The role of high-magnification-chromoscopic colonoscopy in hereditary nonpolyposis colorectal cancer screening: a prospective "back-to-back" endoscopic study.

Author information

1
Gastroenterology and Liver Unit at the Royal Hallamshire Hospital Sheffield, United Kingdom.

Abstract

BACKGROUND:

In hereditary nonpolyposis colorectal cancer flat and diminutive adenomas occur, particularly in the right colon. Such lesions may assume a high risk of malignant transformation. Interval cancers are known to occur in this group. Chromoscopic colonoscopy enhances detection in patients assuming a moderate to high lifetime risk of colorectal cancer.

AIM:

To prospectively assess the efficacy of high-magnification-chromoscopic colonoscopy for the detection of neoplastic lesions in patients undergoing hereditary nonpolyposis colorectal cancer screening.

METHODS:

Twenty-five asymptomatic patients fulfilling modified Amsterdam criteria underwent "back-to-back" colonoscopy. Conventional colonoscopy with targeted chromoscopy was performed initially followed by pan-colonic chromoscopic colonoscopy. Diagnostic extubation times and volumes of normal saline and indigo carmine (IC) were controlled.

RESULTS:

Using conventional colonoscopy and targeted chromoscopy 24 lesions were detected in 13 patients (20 exophytic/4 flat).
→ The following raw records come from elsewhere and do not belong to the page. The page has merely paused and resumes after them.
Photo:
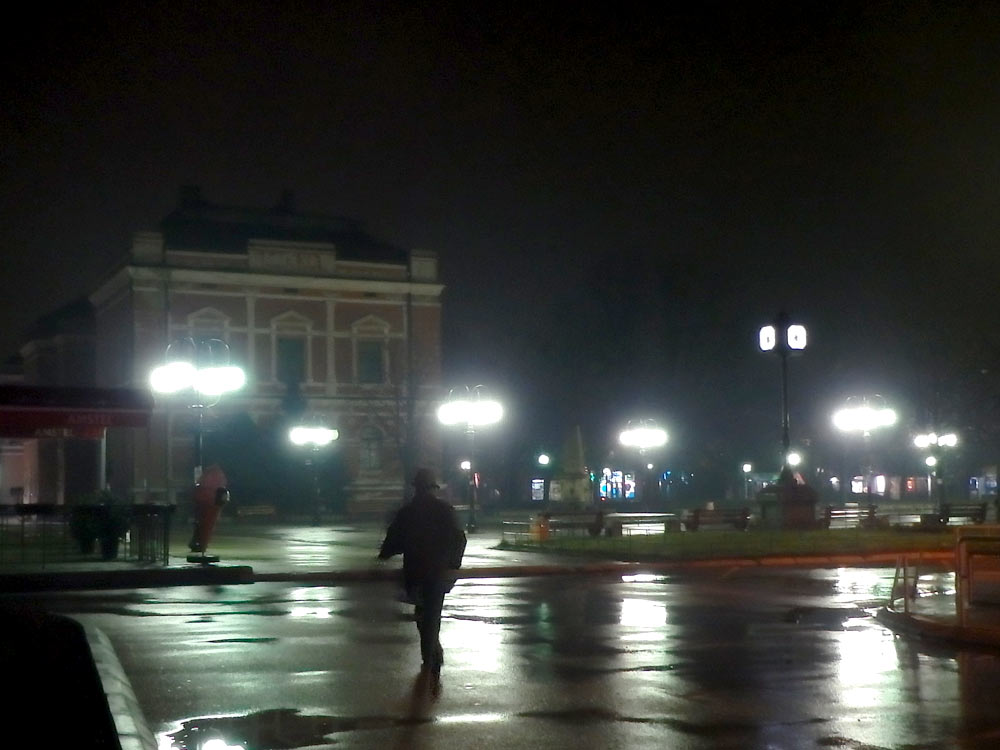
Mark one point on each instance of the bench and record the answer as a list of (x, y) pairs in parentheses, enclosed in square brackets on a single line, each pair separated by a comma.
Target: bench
[(961, 513), (255, 511), (649, 523), (737, 518), (590, 521), (849, 516)]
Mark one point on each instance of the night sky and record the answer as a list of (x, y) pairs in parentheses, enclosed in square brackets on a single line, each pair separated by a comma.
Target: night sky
[(619, 197)]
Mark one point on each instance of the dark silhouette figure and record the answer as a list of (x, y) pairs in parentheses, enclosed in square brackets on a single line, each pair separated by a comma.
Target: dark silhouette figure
[(426, 532)]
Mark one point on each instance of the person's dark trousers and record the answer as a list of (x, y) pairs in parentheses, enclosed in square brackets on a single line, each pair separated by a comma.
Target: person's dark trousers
[(430, 600)]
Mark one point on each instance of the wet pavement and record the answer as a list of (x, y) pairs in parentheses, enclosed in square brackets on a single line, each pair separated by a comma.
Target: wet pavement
[(319, 652), (711, 659)]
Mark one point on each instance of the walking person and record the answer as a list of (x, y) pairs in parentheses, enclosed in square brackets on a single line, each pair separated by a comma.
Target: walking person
[(426, 532)]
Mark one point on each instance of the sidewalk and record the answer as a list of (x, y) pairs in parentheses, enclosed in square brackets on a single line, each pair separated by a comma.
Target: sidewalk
[(346, 552)]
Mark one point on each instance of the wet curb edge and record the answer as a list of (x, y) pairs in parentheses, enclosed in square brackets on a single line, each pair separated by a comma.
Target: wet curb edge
[(130, 723)]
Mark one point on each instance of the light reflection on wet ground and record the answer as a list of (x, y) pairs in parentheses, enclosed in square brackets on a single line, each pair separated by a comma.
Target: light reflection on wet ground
[(762, 659)]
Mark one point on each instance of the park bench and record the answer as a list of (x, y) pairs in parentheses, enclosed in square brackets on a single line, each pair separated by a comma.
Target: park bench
[(956, 514), (849, 516), (614, 524), (255, 511), (737, 518)]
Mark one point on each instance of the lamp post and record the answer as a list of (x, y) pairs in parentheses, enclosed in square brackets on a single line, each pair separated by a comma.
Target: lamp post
[(544, 460), (200, 371), (645, 435), (315, 438), (864, 417), (784, 338), (472, 410), (934, 442)]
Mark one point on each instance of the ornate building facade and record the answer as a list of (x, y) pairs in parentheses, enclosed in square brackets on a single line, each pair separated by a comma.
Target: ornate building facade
[(330, 325)]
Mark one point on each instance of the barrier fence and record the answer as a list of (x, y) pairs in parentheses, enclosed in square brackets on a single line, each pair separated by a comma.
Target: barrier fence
[(47, 533)]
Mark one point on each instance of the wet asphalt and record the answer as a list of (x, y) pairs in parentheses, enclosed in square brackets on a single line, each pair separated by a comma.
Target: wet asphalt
[(715, 659)]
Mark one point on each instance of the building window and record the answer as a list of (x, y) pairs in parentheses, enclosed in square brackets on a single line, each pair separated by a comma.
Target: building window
[(371, 362), (371, 449), (290, 360)]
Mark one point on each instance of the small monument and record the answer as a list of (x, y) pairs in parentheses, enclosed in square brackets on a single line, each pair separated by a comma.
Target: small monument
[(788, 504), (571, 486)]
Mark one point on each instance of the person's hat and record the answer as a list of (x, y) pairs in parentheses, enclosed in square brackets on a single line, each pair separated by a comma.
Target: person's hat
[(425, 478)]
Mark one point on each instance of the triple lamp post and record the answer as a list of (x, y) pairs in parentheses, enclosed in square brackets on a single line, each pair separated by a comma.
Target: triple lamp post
[(315, 438), (645, 436), (471, 410)]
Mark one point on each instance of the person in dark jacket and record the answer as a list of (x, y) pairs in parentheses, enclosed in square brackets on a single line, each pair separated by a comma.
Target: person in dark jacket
[(426, 532)]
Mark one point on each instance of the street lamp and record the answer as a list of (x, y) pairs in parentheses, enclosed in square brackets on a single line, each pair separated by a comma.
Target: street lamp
[(544, 461), (199, 370), (645, 435), (865, 417), (935, 442), (315, 438), (472, 410), (783, 338)]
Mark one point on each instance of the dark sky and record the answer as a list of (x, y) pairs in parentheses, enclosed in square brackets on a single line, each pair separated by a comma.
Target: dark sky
[(619, 197)]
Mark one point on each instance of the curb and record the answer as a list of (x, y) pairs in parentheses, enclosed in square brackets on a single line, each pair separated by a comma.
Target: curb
[(931, 628), (133, 731), (124, 579), (201, 575)]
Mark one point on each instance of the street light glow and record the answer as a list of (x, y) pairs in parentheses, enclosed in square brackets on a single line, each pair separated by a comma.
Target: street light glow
[(313, 436), (643, 438), (472, 412), (172, 377), (864, 418), (214, 381), (177, 376), (767, 338), (948, 440), (796, 337)]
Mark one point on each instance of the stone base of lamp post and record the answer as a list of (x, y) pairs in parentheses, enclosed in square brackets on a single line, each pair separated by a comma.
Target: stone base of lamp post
[(788, 505)]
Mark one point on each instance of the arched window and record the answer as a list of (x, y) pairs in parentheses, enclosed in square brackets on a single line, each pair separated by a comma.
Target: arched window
[(208, 323), (371, 351), (290, 361), (371, 449)]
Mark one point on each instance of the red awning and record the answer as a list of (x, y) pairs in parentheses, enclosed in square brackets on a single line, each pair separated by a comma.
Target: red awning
[(38, 411)]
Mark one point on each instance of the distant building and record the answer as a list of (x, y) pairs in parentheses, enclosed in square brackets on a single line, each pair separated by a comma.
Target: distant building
[(329, 323)]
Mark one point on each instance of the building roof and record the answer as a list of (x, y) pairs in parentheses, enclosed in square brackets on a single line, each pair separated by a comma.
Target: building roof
[(197, 224)]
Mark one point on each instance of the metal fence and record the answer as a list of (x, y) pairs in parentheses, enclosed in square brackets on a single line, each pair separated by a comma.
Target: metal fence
[(35, 533)]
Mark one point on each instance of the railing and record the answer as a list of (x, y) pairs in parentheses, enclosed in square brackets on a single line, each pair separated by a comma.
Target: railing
[(33, 533)]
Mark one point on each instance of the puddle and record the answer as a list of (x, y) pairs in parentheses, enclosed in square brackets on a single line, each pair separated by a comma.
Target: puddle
[(275, 729), (831, 618), (243, 640)]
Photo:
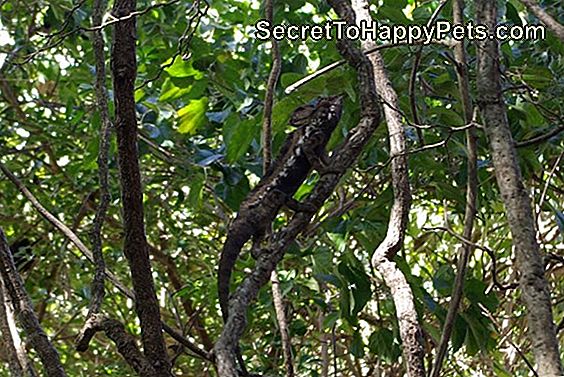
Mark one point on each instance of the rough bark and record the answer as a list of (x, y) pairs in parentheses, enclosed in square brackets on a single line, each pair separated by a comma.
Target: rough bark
[(382, 258), (124, 342), (136, 250), (98, 291), (342, 159), (71, 235), (282, 323), (471, 192), (534, 287), (24, 313), (7, 341)]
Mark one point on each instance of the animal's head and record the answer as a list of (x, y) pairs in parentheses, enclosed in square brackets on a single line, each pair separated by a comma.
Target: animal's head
[(321, 109)]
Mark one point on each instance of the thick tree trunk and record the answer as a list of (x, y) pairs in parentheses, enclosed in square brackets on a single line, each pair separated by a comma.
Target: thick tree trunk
[(534, 287), (136, 249)]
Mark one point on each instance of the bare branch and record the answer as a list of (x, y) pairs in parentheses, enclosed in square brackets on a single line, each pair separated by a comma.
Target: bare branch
[(25, 315)]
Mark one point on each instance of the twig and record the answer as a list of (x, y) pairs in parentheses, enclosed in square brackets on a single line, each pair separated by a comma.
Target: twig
[(103, 173), (540, 138), (24, 313), (68, 233), (471, 191)]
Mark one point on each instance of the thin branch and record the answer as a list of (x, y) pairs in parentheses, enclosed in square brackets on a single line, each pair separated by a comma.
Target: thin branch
[(124, 342), (24, 313), (68, 233), (471, 191), (342, 159), (103, 173), (321, 71), (546, 18), (540, 138), (474, 245), (382, 258)]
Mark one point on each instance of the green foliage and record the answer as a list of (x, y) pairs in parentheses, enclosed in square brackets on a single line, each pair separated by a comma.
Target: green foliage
[(200, 113)]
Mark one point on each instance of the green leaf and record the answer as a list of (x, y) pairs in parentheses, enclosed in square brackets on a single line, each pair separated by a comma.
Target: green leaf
[(357, 345), (443, 280), (512, 14), (238, 135), (382, 343), (192, 116), (183, 68)]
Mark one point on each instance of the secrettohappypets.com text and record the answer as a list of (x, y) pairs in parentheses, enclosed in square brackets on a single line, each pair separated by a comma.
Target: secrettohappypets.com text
[(397, 33)]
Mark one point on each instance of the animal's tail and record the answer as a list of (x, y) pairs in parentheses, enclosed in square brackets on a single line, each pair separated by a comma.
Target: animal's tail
[(235, 241)]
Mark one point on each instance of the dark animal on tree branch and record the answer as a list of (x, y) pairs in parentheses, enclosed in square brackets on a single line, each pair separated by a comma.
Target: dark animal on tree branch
[(303, 150)]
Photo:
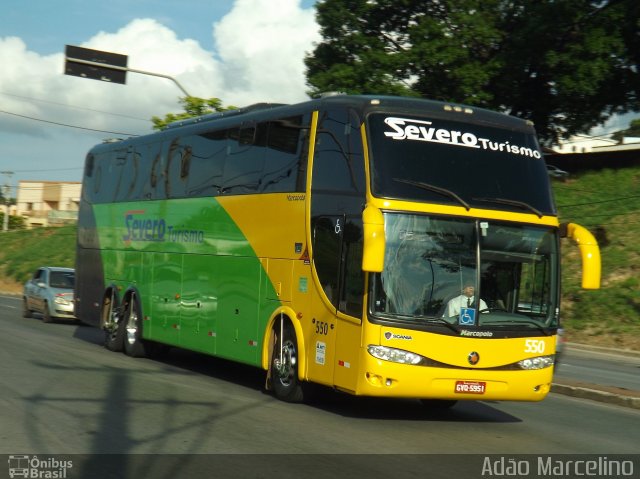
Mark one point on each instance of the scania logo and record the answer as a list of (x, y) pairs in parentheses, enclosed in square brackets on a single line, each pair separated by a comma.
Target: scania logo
[(473, 358)]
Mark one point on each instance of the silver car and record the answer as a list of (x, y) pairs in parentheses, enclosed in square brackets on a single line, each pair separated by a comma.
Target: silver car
[(50, 293)]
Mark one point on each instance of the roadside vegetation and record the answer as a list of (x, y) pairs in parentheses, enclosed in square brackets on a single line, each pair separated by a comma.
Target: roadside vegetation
[(605, 201)]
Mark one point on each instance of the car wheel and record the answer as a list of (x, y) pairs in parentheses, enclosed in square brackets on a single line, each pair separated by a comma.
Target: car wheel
[(46, 314), (26, 312)]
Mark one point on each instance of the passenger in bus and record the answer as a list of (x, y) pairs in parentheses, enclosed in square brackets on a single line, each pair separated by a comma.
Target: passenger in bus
[(465, 300)]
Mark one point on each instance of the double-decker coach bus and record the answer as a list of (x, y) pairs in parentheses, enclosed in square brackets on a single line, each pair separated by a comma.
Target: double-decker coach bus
[(330, 242)]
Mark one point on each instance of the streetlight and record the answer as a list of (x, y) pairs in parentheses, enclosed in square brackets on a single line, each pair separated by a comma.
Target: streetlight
[(6, 191)]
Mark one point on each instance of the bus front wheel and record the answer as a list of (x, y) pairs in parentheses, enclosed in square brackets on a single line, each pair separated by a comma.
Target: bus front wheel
[(133, 342), (284, 367)]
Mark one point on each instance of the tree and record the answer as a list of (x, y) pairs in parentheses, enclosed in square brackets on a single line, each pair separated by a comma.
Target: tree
[(193, 106), (565, 65)]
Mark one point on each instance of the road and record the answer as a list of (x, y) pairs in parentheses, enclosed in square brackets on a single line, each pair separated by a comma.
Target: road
[(602, 368), (61, 392)]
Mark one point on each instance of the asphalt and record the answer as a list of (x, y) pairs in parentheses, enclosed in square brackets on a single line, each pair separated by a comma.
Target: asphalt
[(594, 392), (597, 392)]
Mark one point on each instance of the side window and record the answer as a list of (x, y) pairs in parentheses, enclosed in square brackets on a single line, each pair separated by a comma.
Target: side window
[(178, 154), (244, 164), (339, 162), (286, 156), (129, 176), (208, 155)]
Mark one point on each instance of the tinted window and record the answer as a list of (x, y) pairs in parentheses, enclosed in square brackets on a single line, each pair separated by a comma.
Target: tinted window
[(483, 165)]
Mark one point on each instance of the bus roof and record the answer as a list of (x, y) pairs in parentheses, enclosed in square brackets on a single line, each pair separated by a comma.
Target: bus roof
[(363, 104)]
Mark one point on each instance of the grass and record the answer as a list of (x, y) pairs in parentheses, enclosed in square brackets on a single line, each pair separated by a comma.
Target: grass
[(605, 201)]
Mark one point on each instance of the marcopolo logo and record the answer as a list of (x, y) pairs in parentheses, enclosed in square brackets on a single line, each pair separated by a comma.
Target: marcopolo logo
[(422, 130), (142, 227)]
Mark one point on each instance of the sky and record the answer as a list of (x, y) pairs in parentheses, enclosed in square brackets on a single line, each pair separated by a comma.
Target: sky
[(241, 51)]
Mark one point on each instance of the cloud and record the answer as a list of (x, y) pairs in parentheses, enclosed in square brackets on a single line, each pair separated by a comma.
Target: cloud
[(260, 50), (260, 46)]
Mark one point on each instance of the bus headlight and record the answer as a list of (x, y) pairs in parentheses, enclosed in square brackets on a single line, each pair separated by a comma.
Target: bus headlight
[(394, 355), (539, 362)]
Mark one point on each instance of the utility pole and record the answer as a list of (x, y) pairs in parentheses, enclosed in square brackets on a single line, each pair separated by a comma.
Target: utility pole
[(6, 191)]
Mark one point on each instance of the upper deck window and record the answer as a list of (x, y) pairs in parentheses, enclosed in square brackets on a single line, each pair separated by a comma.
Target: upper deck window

Pan-colonic chromoscopy identified a further 52 lesions in 16 patients (17 exophytic/35 flat). Pan-chromoscopy identified significantly more adenomas than conventional colonoscopy (p= 0.001) and a significantly high number of flat adenomas (p= 0.004).

CONCLUSIONS:

Pan-colonic chromoscopic colonoscopy improves detection of significant neoplastic lesions in hereditary nonpolyposis colorectal cancer screening. Pan-chromoscopy may help better stratify colorectal cancer "risk" in this cohort and aid planning of surveillance colonoscopic follow-up.